By Misch Pautsch Switch to German for original article

As the Covid-19 pandemic increasingly recedes into the background of the media debate, the aggressive disinformation campaigns that accompanied it also seem to be fading away. But this does not mean that disinformation has disappeared, on the contrary - it's just the topics that have been adapted.

Over the past three years, the whole of society has been forced to deal with disinformation, whether on social media platforms, in televised discussion panels or at the dinner table. Conversations about vaccines, viruses, secret laboratories and alleged miracle cures strained many a social relationship to the breaking point. Some even beyond that. Now, almost three years after the beginning of the pandemic, it sometimes seems as if the great wave of disinformation has swept over us and society is again living more or less in a shared reality.

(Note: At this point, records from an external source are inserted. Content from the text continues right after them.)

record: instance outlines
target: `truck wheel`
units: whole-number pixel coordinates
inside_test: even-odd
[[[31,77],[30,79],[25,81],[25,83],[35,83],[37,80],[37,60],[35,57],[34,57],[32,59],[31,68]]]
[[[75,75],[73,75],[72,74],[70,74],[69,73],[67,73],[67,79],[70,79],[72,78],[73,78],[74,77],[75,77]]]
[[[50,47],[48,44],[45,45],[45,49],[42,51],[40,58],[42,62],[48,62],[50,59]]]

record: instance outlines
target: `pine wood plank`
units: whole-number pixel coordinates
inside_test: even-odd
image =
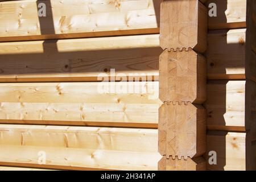
[[[205,153],[208,170],[246,170],[246,134],[223,131],[208,131]],[[217,152],[217,164],[210,165],[209,151]]]
[[[205,4],[214,3],[217,6],[217,16],[209,16],[209,29],[246,27],[246,1],[247,0],[208,0]]]
[[[207,127],[245,131],[245,81],[212,81],[207,84]]]
[[[46,16],[38,16],[38,5]],[[1,2],[0,41],[159,32],[160,1],[16,1]]]
[[[245,79],[246,29],[212,31],[206,53],[210,80]]]
[[[0,125],[0,144],[157,152],[156,129]]]
[[[204,57],[191,48],[168,52],[159,59],[159,98],[163,101],[203,104],[206,100]]]
[[[178,159],[166,159],[163,157],[158,163],[158,170],[160,171],[205,171],[206,169],[205,160],[202,157],[193,159],[183,158]]]

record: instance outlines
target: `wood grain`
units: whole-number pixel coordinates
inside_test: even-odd
[[[214,3],[217,6],[217,16],[209,16],[209,29],[246,27],[246,1],[247,0],[208,0],[205,4]]]
[[[208,170],[245,170],[246,133],[224,131],[208,131],[207,151],[205,158],[208,162],[210,151],[217,152],[217,164],[210,165],[207,162]]]
[[[162,155],[187,159],[205,152],[205,111],[201,105],[165,102],[159,113],[165,114],[159,119],[159,151]]]
[[[207,84],[207,127],[245,131],[246,81],[212,81]]]
[[[161,3],[160,45],[164,49],[207,48],[207,9],[198,0],[163,1]]]
[[[39,17],[38,5],[46,5]],[[0,41],[159,32],[160,1],[63,0],[2,2]]]
[[[203,104],[206,100],[206,60],[188,51],[168,52],[159,59],[159,98],[163,101]]]
[[[75,170],[156,170],[157,152],[0,145],[0,165]],[[46,164],[38,163],[39,151]],[[17,152],[16,151],[19,151]]]
[[[193,159],[183,158],[179,160],[162,158],[158,163],[159,171],[204,171],[206,169],[205,160],[202,157]]]
[[[206,53],[210,80],[245,79],[246,29],[211,31]]]
[[[0,43],[0,81],[158,80],[161,51],[159,35]]]

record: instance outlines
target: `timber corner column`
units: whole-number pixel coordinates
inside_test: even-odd
[[[205,170],[208,10],[199,0],[161,3],[159,170]]]

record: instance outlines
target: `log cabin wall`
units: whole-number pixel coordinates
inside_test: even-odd
[[[0,170],[256,169],[255,1],[0,1]]]

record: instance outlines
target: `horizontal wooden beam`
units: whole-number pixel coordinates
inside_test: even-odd
[[[69,169],[155,170],[158,160],[161,158],[156,152],[158,131],[155,129],[9,125],[1,125],[0,129],[2,166]],[[208,131],[207,152],[204,156],[208,169],[245,169],[246,135],[245,133]],[[112,143],[110,143],[109,137]],[[92,149],[86,150],[88,146]],[[97,149],[98,147],[100,149]],[[46,165],[38,164],[40,151],[47,152]],[[208,163],[210,151],[217,152],[216,165]],[[168,160],[173,159],[170,158]],[[100,165],[95,168],[97,161],[101,161]],[[122,164],[117,167],[119,164]]]
[[[245,133],[208,131],[205,156],[207,169],[246,170],[246,135]],[[216,164],[210,165],[208,162],[212,155],[208,155],[210,151],[216,152]]]
[[[40,3],[46,16],[39,17]],[[0,41],[158,33],[160,1],[15,1],[0,3]]]
[[[2,166],[156,170],[160,159],[156,129],[0,125],[0,134]]]
[[[205,57],[189,48],[168,52],[159,59],[159,98],[164,101],[202,104],[206,100]]]
[[[161,104],[158,88],[158,81],[0,83],[0,101]]]
[[[0,85],[0,123],[157,127],[158,82]]]
[[[206,53],[210,80],[245,79],[246,29],[211,31]]]
[[[158,80],[159,36],[0,43],[0,82]]]
[[[212,81],[207,84],[207,127],[245,131],[245,81]]]
[[[52,171],[48,169],[43,168],[33,168],[26,167],[9,167],[9,166],[0,166],[1,171]]]
[[[247,0],[208,0],[205,5],[216,5],[216,16],[209,16],[209,29],[237,28],[246,27]],[[210,6],[209,10],[212,9]]]
[[[158,151],[156,129],[1,124],[0,134],[0,144],[127,152]]]
[[[160,45],[164,49],[207,48],[207,9],[198,0],[164,0],[161,4]]]

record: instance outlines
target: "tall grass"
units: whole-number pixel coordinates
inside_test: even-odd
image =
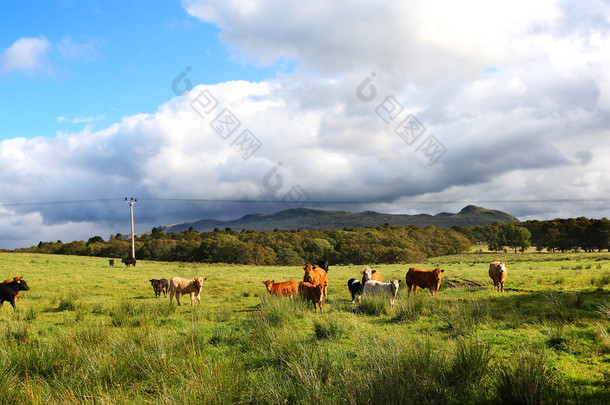
[[[28,281],[28,271],[58,286],[70,279],[89,294],[30,283],[19,311],[0,311],[0,403],[608,403],[610,306],[589,282],[599,270],[573,256],[563,273],[542,260],[550,254],[515,256],[517,291],[399,294],[394,310],[387,297],[351,305],[344,281],[359,269],[336,266],[324,314],[264,290],[262,279],[295,278],[298,268],[143,262],[109,275],[107,263],[82,258],[2,256]],[[489,255],[442,260],[457,263],[447,272],[489,284],[480,264]],[[150,291],[151,277],[212,270],[201,306]]]
[[[521,351],[516,361],[499,369],[496,400],[501,404],[554,403],[561,397],[544,351]]]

A double fallacy. People who slipped into conspiracy circles during the Covid-19 pandemic are still often exposed to false information today, and often hold on to thought patterns that were shaped at the time, explains Karin Weyer, director of the anti-radicalisation service respect.lu. While the cohesive power of conspiracy myths around the pandemic is fading along with sanitary measures, according to Peter Stano, spokesperson for the European External Action Service (EEAS), disinformation campaigns provide their audiences with updated doubts: the invasion of Ukraine, political and economic instability and, still in the background, the long-term social symptoms of the corona pandemic.